Rebecca by Daphne du Maurier
After a holiday romance with the handsome widower Max de Winter, his new bride returns with him to his country estate. Instead of being made welcome, she soon realises that her new home is ‘haunted’ by Max’s first wife, Rebecca, whose memory is kept alive by the loyal housekeeper Mrs Danvers. As the bride realises that she doesn’t know her husband at all, she starts to wonder just what happened to Rebecca. Although this isn’t an explicitly lesbian novel, it’s a cornerstone of the Lesbian Gothic: besides the heavy implication that Mrs Danvers was in love with Rebecca, the novel is also steeped with du Maurier’s repressed feelings for women – with whom she would have affairs later in her life.
The Gilda Stories by Jewelle Gomez
In 1850s Louisiana, Gilda escapes slavery and finds sanctuary with two brothel-women who also happen to be vampires. After being initiated into eternal life, Gilda spends the next 200 years living through African American history (and future), searching for community and somewhere to call home. With its exploration of race, sexuality and identity, The Gilda Stories was a completely new take on vampire fiction when it was first published in 1991, and it still feels as fresh today.
Fingersmith by Sarah Waters
Fingersmith is the fantastic Dickensian novel behind both the BBC miniseries of the same name, and Park Chan-wook’s The Handmaiden. Raised amidst thieves in the slums of Victorian London, Sue Trinder is happy to help when Gentleman – a conman and family friend – calls on her with a plan. Sue will pose as a lady’s maid to help Gentleman seduce the wealthy heiress Maud Lilly. After the two are wed and Maud’s inheritance is secure, Gentleman will have her committed to an asylum and split the winnings with Sue. However, Sue grows fond of her new ‘mistress’, and things aren’t as simple as they first seemed.
The Haunting of Hill House by Shirley Jackson
Four strangers – one of them the paranormal investigator Dr Montague – plan to stay at a notoriously haunted house, with the aim of discovering empirical proof of the supernatural. The four make friends quickly, and Eleanor, a fragile young woman with a history with poltergeists, is especially drawn to Theodora, who is fresh out of a quarrel with her female ‘roommate’. The group are faced with spooky occurrences that grow ever more sinister as the night progresses, until it seems that the house itself is plotting against them.

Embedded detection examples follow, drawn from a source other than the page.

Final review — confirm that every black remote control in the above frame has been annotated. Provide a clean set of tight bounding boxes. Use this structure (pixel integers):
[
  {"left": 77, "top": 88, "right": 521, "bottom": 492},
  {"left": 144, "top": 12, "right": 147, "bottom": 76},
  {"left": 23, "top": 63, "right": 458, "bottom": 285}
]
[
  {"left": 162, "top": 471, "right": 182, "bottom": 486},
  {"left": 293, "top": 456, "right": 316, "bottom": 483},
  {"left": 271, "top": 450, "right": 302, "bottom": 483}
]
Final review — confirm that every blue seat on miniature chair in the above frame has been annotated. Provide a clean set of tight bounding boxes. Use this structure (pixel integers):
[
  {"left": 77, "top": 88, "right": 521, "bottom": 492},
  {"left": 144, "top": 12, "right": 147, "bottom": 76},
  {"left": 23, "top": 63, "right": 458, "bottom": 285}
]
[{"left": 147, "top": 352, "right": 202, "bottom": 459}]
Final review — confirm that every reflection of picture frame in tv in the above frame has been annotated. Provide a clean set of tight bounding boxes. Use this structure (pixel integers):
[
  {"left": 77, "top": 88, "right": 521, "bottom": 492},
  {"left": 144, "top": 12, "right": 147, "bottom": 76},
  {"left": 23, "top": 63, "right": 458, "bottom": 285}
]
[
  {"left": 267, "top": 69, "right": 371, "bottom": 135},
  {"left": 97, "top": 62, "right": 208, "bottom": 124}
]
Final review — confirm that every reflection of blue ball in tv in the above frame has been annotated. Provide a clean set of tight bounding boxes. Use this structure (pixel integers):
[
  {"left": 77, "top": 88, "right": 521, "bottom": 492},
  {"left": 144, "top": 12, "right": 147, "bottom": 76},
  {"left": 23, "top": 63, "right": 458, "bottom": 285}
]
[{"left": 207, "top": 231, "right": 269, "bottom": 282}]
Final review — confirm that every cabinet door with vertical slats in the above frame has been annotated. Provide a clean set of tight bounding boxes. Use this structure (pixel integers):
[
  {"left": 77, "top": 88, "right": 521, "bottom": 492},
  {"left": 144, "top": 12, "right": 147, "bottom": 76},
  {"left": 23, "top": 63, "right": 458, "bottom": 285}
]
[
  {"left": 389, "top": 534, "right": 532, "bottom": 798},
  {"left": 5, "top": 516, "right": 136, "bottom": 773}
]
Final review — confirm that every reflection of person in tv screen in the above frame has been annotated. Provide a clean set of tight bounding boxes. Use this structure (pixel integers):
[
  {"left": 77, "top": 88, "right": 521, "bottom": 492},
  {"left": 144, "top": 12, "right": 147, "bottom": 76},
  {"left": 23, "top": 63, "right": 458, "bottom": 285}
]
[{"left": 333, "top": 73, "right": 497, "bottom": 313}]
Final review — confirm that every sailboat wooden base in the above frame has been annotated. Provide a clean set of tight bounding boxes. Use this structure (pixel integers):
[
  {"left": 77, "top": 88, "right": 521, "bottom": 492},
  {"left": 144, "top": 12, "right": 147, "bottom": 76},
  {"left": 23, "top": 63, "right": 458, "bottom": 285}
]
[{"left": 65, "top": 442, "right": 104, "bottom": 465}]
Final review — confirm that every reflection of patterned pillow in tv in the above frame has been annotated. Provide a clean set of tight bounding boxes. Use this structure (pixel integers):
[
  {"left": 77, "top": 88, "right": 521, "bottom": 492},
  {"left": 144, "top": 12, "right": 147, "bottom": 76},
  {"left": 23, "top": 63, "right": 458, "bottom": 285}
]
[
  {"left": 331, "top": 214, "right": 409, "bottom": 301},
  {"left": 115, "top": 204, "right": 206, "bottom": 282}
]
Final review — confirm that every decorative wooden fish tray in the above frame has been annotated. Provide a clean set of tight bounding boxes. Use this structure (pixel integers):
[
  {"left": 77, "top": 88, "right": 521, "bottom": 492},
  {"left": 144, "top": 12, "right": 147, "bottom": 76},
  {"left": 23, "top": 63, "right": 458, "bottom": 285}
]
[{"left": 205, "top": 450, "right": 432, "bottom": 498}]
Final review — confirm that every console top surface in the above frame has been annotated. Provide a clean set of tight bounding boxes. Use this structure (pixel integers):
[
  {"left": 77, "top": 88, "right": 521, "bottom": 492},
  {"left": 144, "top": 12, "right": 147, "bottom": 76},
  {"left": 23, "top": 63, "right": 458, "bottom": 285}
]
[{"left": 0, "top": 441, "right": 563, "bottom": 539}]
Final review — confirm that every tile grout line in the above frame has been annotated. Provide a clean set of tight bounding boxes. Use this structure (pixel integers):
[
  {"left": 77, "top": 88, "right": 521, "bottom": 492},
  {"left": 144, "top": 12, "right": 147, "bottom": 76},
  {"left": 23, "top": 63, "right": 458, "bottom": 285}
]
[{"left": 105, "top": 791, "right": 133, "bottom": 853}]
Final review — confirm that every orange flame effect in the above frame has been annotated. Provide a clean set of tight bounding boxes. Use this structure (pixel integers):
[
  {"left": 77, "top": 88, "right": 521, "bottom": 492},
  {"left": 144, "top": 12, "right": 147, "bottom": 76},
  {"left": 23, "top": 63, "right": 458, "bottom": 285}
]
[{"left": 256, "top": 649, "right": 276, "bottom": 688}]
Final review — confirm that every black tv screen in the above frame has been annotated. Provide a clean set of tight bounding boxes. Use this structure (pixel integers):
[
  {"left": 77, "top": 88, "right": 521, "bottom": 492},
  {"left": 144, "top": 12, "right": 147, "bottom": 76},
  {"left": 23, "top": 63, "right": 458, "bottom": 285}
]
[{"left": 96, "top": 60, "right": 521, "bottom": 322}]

The Confessions of Frannie Langton by Sara Collins
Frannie Langton, a servant and former slave, stands accused of murdering her employers. Although she can’t remember anything that happened on that fateful night, she knows that she couldn’t have done it – because she was in love with her mistress. Slipping between a childhood on a Jamaican sugar plantation and her domestic service in Georgian London, Frannie’s defense is her life story – a story that exposes crimes far greater than a couple of murders, committed in the name of science and empire.
The Animals at Lockwood Manor by Jane Healey
During the London Blitz, the Natural History Museum’s collection of taxidermied mammals are evacuated to the countryside, along with newly-promoted director Hetty Cartwright. Their new home is the creepy Lockwood Manor, presided over by the bullying Major Lockwood and his troubled daughter Lucy. Lucy walks the house at night and has nightmares of la diablesse – a devil-woman in white that haunts the manor. Despite Hetty’s burgeoning friendship with Lucy, her residence at Lockwood grows impossible when the animals start to move about on their own.
In the Dream House by Carmen Maria Machado
Studying at the Iowa writers’ school in her late 20s, Carmen Maria Machado met ‘the woman in the dream house’ – a petite blonde Harvard grad living in a cabin in Bloomington, Indiana. What began as a passionate relationship turned sour when the woman became psychologically and physically abusive, and the ‘dream house’ became a nightmare setting. Machado recounts her own experience while also examining the history and study of abusive romantic relationships between women, in a genre-defying work that blends memoir, gothic literature, academic study, and short stories.
The Wicked Cometh by Laura Carlin
Against a backdrop of Georgian London, where the city’s poor inhabitants can disappear with no questions asked, Hester White is desperate to escape poverty. When she gets caught under the wheels of Calder Brock’s carriage, she seizes her chance to be taken in by his aristocratic family, including the fierce Rebekah Brock. Rebekah tutors her in the ways of gentility – although she seems interested in more than just Hester’s education. Then Hester receives a note telling her to leave before she gets hurt. Together, Rebekah and Hester begin to uncover a dark web of penny dreadful-worthy mystery and crime with Calder at its centre.
White is for Witching by Helen Oyeyemi
In a vast house on the cliffs of Dover, twins Miranda and Eliot are in mourning for their recently-departed mother. In the wake of the tragedy, Miranda develops the eating disorder pica – where she hungers for inedible substances like chalk, dirt and plastic – and begins to hear the voices of women trapped in the walls of the house. Then one night she vanishes, leaving behind her loved ones, including her girlfriend Ore, her father Luc, and the house itself, to tell the story.
BM says
Carmilla & Rebecca are, of course, classics. I’ve been meaning to read The Gilda Stories & Fingersmith, but it’s The Animals at Lockwood Manor that’s newest (and most exciting) to me.